While I understand the value of establishing standards of work ethic and developing mental toughness, it is important to recognize the costs of this work. I like to approach building mental toughness in a manner that aligns better with my other training considerations.
Train Mental Toughness
Rather than starting off-season with a few weeks of puke-bucket-workouts and then easing into a more effective training philosophy, I recommend starting with a fanatical emphasis on executing exercises with proper technique.
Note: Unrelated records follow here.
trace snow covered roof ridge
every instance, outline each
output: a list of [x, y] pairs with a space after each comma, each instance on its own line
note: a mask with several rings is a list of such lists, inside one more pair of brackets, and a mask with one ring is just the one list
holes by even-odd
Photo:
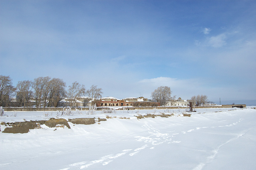
[[102, 99], [116, 99], [117, 100], [119, 100], [117, 98], [116, 98], [116, 97], [102, 97], [101, 98]]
At the same time, clarify all your disciplinary expectations:
- Focus on high-quality movement, but consistently punish disciplinary infractions like lack of eye contact, urgency, or tardiness with burpees or wind-sprints.
- I prefer full team punishments as these incentivize leaders to emerge.
- Explain to your athletes that such punishments work against their training goals and that you’d prefer not to have to resort to dumb training.
- In addition, make sure to bring a bit of competition into your weekly routine.
- With consistency, this approach produces athletes with a rare level of discipline, attention to detail, and mature mental toughness.
This will become apparent in the months before the season when you begin integrating more metabolic conditioning.
The best way to maximize all the attributes your athletes need is to have a system for determining what is trained and when. It doesn’t need to be complicated.
Simple, smart, and focused beats flashy every time.